Creditors and shareholders will now have to absorb some of the losses when the federal government steps in to dismantle large failing financial firms.
The Federal Deposit Insurance Corp. on Tuesday approved the new rule that was required under the financial regulatory law enacted last summer.
"Shareholders and unsecured creditors should understand that they, not taxpayers, are at risk," FDIC Chairman Sheila Bair said at a meeting of the agency's five-member board.
In the federal bailouts of big financial firms in 2008-09, many of the companies that had loaned them money had their debts covered by the government.
Under the financial overhaul law, Congress gave the FDIC the authority to wind down troubled firms and sell off their assets to protect the broader financial system. But it left some details for the FDIC to sort out.
The collapse of Lehman Brothers in the fall of 2008 prompted lawmakers to come up with a new process for dismantling teetering financial firms.
The rule allows the FDIC to make payments to some short-term creditors of the firms, such as to enable the firms to continue operating and pay employees. Creditors such as utility and software companies that provide essential services would be examples, FDIC officials said.
The agency also could make payments to creditors in some cases to maximize the amount recovered for taxpayers from sales of the failing firms' assets.
That could occur, for example, if an investor looking to buy assets of a failed firm is willing to pay a higher price if certain groups of creditors aren't forced to take losses.
The overhaul law was enacted last July and mandated that federal regulators write hundreds of rules to put it into effect, many of them to be in final form by July of this year and others by next January.
Also Tuesday, a council of regulators including Bair, Treasury Secretary Timothy Geithner and Federal Reserve Chairman Ben Bernanke began laying out how they will enact other key provisions of the financial law, including a limit on banks' trading and investment activities.

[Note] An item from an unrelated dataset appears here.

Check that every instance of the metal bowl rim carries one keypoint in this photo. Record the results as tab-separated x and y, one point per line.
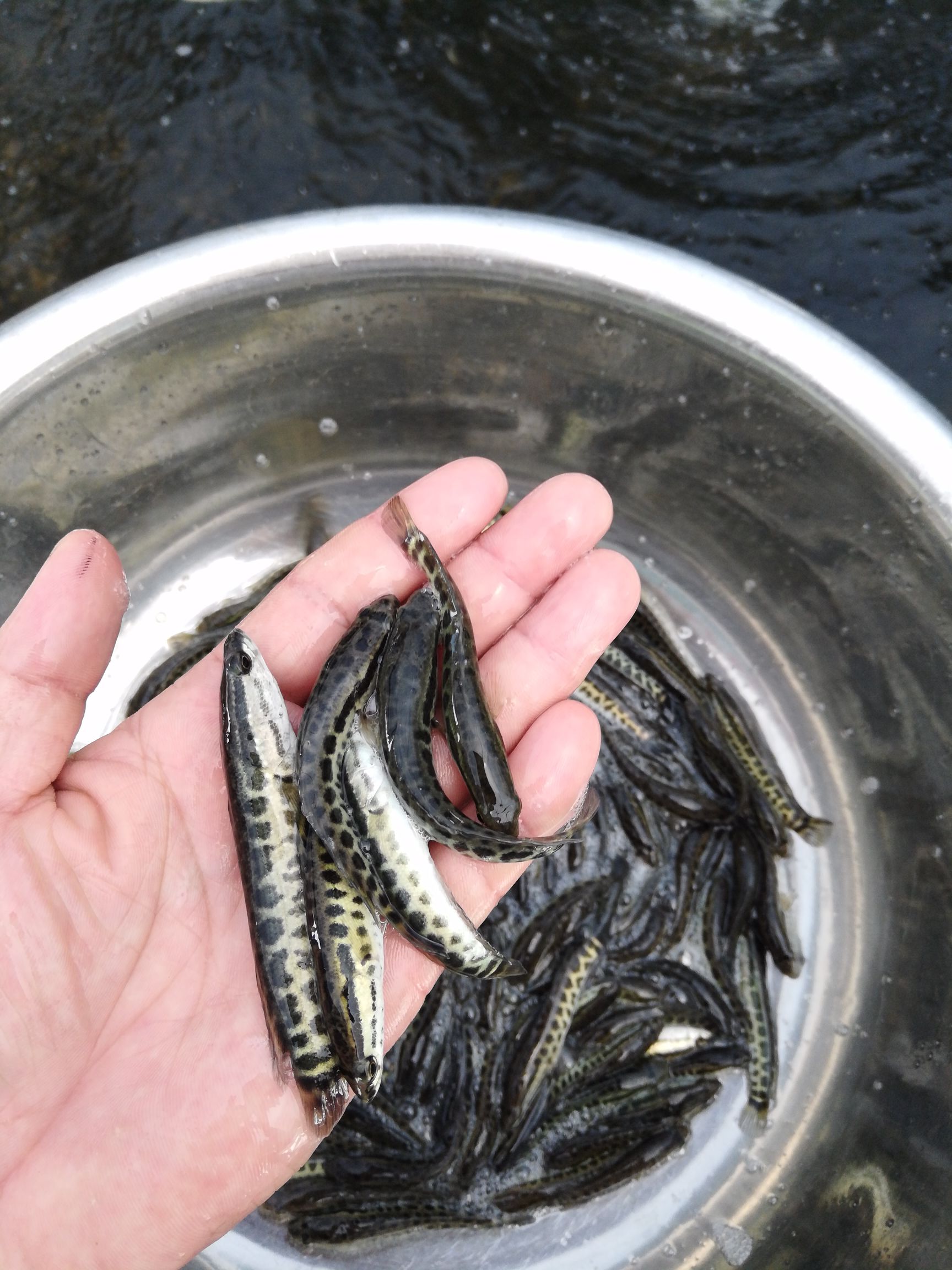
885	415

The so-called Volcker Rule — named after former Fed Chairman Paul Volcker — aims to stop banks from trading and investing for their own profit. Financial companies have voiced concerns about the proposed rule, saying they are worried that it will prevent them from buying and selling investments that their clients might want.
The group recommended that regulators collect new types of financial data to help spot banks that are sidestepping the rule. They want bank CEOs to swear that the companies are complying.
The study was issued by the Financial Stability Oversight Council, which was created by the law to monitor risks that span the entire financial system. The council is chaired by Geithner.
The council also started filling in details on how they will enforce other parts of the law including: limits on the bundling of mortgages into investments, restrictions on big banks' growing by buying other banks, and deciding which non-bank companies will face stricter oversight.
If a company is deemed big enough to affect the entire financial system, it can be shut down by the FDIC under the rules that are being drafted for banks.